At approximately 7 o’clock in the morning, in a central area outside of the operating rooms, the director of perioperative services was handing out masks with very serious look of concern and worry on his face. He’s usually a stern man to begin with, but there was a look there that clearly implied that we were in uncharted waters. He was almost hesitant as he told me that I would only have one mask for the entire day, and if possible keep it in my locker for use on the next day. It was pretty clear from the way he presented this new mandate- that he in his heart-of-hearts (no pun) knew- that this was just NOT the right way to go about this.

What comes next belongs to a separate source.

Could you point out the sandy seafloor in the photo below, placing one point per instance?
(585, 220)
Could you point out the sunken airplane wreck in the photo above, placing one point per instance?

So I wore that mask from 7 AM to 3:30 PM, during which we performed very complex combined open-heart procedure. Since I don’t have a locker at this hospital, as I am a locums here, I put that tired overused mask into a drawer in our office, on the off chance that I would be able to find one in the middle of the night for an emergency heart.
I was shocked we were so low on masks- because I cover 5 hospitals in this region- and there really wasn’t any surge or uptick in our surgical caseload at any of those hospitals- so that implies that increased demand was not the issue. Employee hording or theft? NOT A CHANCE. These are good people that are too strong willed and straight up to degrade themselves like that. Professional pride supersedes silly tunnel visioned panic.
I’m assuming there is a supply chain disruption closer to the manufacturing side of things- where either a delivery issue- or a materials shortage issue. It’s possible a portion of the manufactured masks were being siphoned off to other vendors- but not enough to so immediately and abruptly affect our availability so quickly.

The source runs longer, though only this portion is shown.